Cuando nos referimos al haiku sentimos que hablamos de una forma familiar y característica de la poesía mexicana —fenómeno no exclusivo de nuestras letras, porque esta miniatura ha cobrado fuerza y gran difusión en muchos lugares del mundo. El haiku es japonés, pero también es universal desde hace muchos años. En nuestro caso, este sentimiento proviene, sobre todo, de las composiciones únicas y divertidas de José Juan Tablada realizadas en la breve composición evanescente: “Tierno sauz,/ casi oro, casi ámbar,/ casi luz” o “En la siesta cálida/ ya ni sus abanicos/ mueve la palma”. En nuestra literatura, a partir de Tablada, podemos hallar un desarrollo suave, pero continuo, hasta llegar a la publicación de antologías mexicanas de esta poética, pasando por el pequeño estudio Primor y primavera del “Hai-kai” de Alfonso Méndez Plancarte y las versiones de Octavio Paz de varios poetas clásicos, como Matzu Basho, y su lúcido ensayo Las Sendas de Oku.

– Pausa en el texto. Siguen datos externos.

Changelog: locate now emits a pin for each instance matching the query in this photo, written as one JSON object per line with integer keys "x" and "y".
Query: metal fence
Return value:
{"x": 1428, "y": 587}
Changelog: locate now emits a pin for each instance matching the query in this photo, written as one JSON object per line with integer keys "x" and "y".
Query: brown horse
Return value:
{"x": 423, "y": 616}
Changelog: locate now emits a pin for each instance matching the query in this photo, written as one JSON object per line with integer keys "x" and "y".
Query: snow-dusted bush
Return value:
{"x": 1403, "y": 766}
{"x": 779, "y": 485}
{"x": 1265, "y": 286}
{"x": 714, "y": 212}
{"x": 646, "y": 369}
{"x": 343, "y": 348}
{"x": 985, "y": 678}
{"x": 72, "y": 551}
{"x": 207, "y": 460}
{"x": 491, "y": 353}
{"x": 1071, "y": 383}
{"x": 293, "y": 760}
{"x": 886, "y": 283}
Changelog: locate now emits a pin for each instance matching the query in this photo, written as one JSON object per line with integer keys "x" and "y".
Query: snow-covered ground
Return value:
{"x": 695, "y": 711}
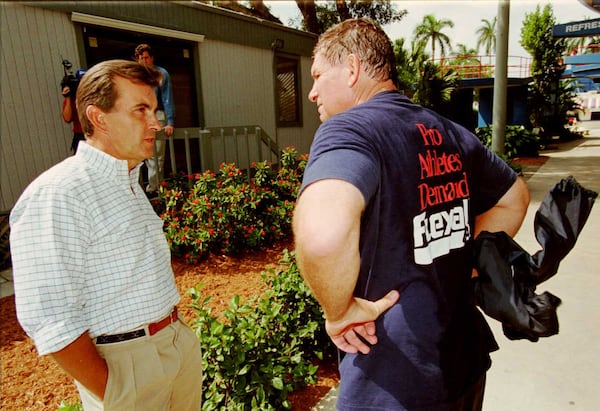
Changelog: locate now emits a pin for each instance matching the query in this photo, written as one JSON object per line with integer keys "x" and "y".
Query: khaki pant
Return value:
{"x": 158, "y": 373}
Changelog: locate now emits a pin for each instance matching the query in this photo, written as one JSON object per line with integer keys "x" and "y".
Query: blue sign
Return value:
{"x": 577, "y": 29}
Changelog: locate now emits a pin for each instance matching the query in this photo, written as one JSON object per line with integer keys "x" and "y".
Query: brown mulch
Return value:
{"x": 29, "y": 382}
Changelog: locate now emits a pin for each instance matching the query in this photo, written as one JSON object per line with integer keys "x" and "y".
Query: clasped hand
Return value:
{"x": 355, "y": 331}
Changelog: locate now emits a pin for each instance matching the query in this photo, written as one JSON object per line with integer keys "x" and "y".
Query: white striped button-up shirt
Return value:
{"x": 88, "y": 252}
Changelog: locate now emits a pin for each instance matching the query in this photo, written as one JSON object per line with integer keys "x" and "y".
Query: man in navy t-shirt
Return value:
{"x": 391, "y": 201}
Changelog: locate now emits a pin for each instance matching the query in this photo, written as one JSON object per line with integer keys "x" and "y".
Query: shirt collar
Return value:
{"x": 107, "y": 164}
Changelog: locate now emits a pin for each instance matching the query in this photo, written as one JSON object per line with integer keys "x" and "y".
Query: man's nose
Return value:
{"x": 312, "y": 95}
{"x": 154, "y": 123}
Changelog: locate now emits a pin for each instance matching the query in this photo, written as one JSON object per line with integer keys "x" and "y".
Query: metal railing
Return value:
{"x": 483, "y": 66}
{"x": 207, "y": 148}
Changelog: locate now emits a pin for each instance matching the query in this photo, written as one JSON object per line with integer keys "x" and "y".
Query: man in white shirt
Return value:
{"x": 94, "y": 286}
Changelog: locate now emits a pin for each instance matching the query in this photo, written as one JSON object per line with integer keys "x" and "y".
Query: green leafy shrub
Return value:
{"x": 226, "y": 212}
{"x": 518, "y": 141}
{"x": 259, "y": 352}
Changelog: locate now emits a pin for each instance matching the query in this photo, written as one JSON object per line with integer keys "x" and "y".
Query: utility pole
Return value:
{"x": 500, "y": 78}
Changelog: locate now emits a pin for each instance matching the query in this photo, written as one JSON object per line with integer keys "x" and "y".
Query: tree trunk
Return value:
{"x": 309, "y": 13}
{"x": 342, "y": 9}
{"x": 262, "y": 11}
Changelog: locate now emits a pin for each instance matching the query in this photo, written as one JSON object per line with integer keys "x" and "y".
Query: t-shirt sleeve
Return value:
{"x": 344, "y": 155}
{"x": 491, "y": 177}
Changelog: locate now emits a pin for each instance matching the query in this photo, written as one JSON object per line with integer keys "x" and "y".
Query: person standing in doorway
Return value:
{"x": 166, "y": 114}
{"x": 69, "y": 110}
{"x": 94, "y": 285}
{"x": 391, "y": 201}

Es extraño. Parece muy fácil entender qué es un haiku y más fácil parece escribirlo. En primer lugar, por su pequeñez definitiva: una pieza, muchas veces de diecisiete sílabas, dividida en un pentasílabo, un heptasílabo y otra vez un pentasílabo (5, 7, 5); y, en segundo lugar, por el carácter aparentemente simple de la instantaneidad de su “narrativa”. Sin embargo, no es así. El haiku no es simplemente un hermoso pensamiento sintético; tampoco es una abstracción sensual; y no es una sorpresa, aunque muchas veces, cuando entramos en el universo del poema brevísimo, nos invade una sensación de descubrimiento. En la delicada transparencia de su hondura hay una operación o un estado que no es evidente y, no obstante, nos desconcierta por la sutileza de la expresión y, a la vez, provoca nuestra atención. Tal vez, a pesar de la universalización de este “poemínimo”, para comprender estas pocas sílabas tan significativas tengamos que volver a su idiosincrasia original: a su tierra, a su árbol (el cerezo), a su raíz.

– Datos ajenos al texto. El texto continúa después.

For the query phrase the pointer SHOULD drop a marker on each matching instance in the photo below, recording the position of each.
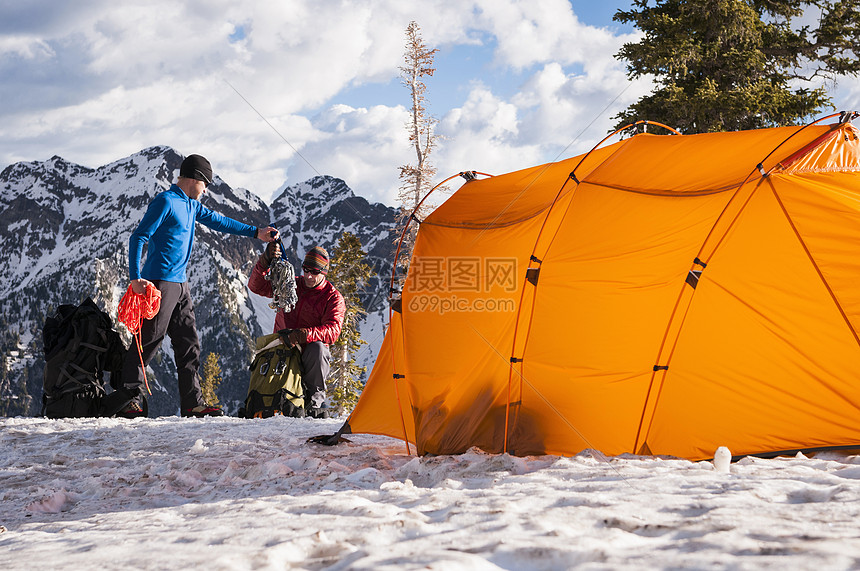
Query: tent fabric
(661, 295)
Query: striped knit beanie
(316, 258)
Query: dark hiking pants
(316, 364)
(175, 319)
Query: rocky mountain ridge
(64, 232)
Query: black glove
(273, 250)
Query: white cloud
(94, 81)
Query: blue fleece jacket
(168, 227)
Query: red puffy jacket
(320, 310)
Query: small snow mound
(198, 447)
(55, 503)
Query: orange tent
(660, 295)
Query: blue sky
(518, 83)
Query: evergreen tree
(211, 378)
(726, 65)
(348, 273)
(416, 179)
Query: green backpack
(276, 381)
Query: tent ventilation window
(694, 275)
(532, 274)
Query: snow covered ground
(226, 493)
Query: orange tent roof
(660, 295)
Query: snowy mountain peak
(65, 230)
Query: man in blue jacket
(168, 230)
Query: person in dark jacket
(313, 324)
(167, 229)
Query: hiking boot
(203, 410)
(132, 410)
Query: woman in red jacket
(313, 324)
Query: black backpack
(275, 387)
(80, 344)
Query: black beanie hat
(196, 167)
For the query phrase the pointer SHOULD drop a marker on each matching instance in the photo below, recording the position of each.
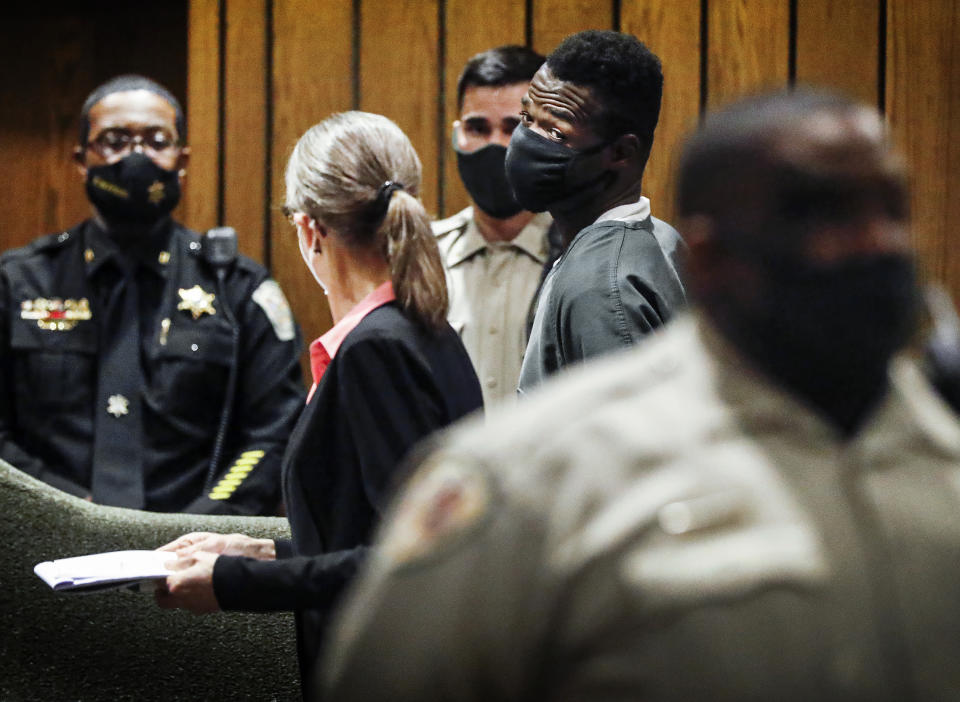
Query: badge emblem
(196, 301)
(155, 192)
(118, 405)
(55, 314)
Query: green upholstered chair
(118, 645)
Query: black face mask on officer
(544, 174)
(484, 175)
(133, 189)
(831, 330)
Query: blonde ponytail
(358, 173)
(415, 266)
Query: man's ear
(182, 160)
(626, 150)
(80, 159)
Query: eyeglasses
(118, 141)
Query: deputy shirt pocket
(53, 368)
(191, 369)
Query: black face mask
(485, 178)
(830, 331)
(546, 175)
(133, 189)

El secreto del haiku (Hiperión, 2024) de Seiko Ota nos ayuda, definitivamente, a aproximarnos a este principio insoslayable. Ota señala que el misterio reside en “dejar hablar a las cosas”, las cosas van a decir lo que sentimos. Desde esta perspectiva, ella nos explica: “En Japón se piensa que el sentimiento nacía del paisaje de la naturaleza y no al revés, es decir, si el paisaje está triste, el haijin comparte ese estado de ánimo”. De ahí que, en el haiku (históricamente precedido por la waka o tanka), el haijin tiene a la mano varios kigos (temas), que pueden ser tradicionales, con hon’i (alusión a las estaciones), o más actuales, gestuales o metafóricos. Quizá también vale la pena observar que la universalización del haiku nos muestra la eficacia moderna de las formas seculares que, gracias a su alto nivel de formalización, devienen vehículos poderosos de expresión por su concepción perpetua, pero, de manera simultánea, por su índole efímera. Estos potentes poliedros transhistóricos conectan no sólo tradiciones lejanas, sino epistemologías contradictorias. De ahí que podamos asociar al haiku hermosos versos como “van mis ojos al agua/ a nadar con los peces” de Antonio Deltoro.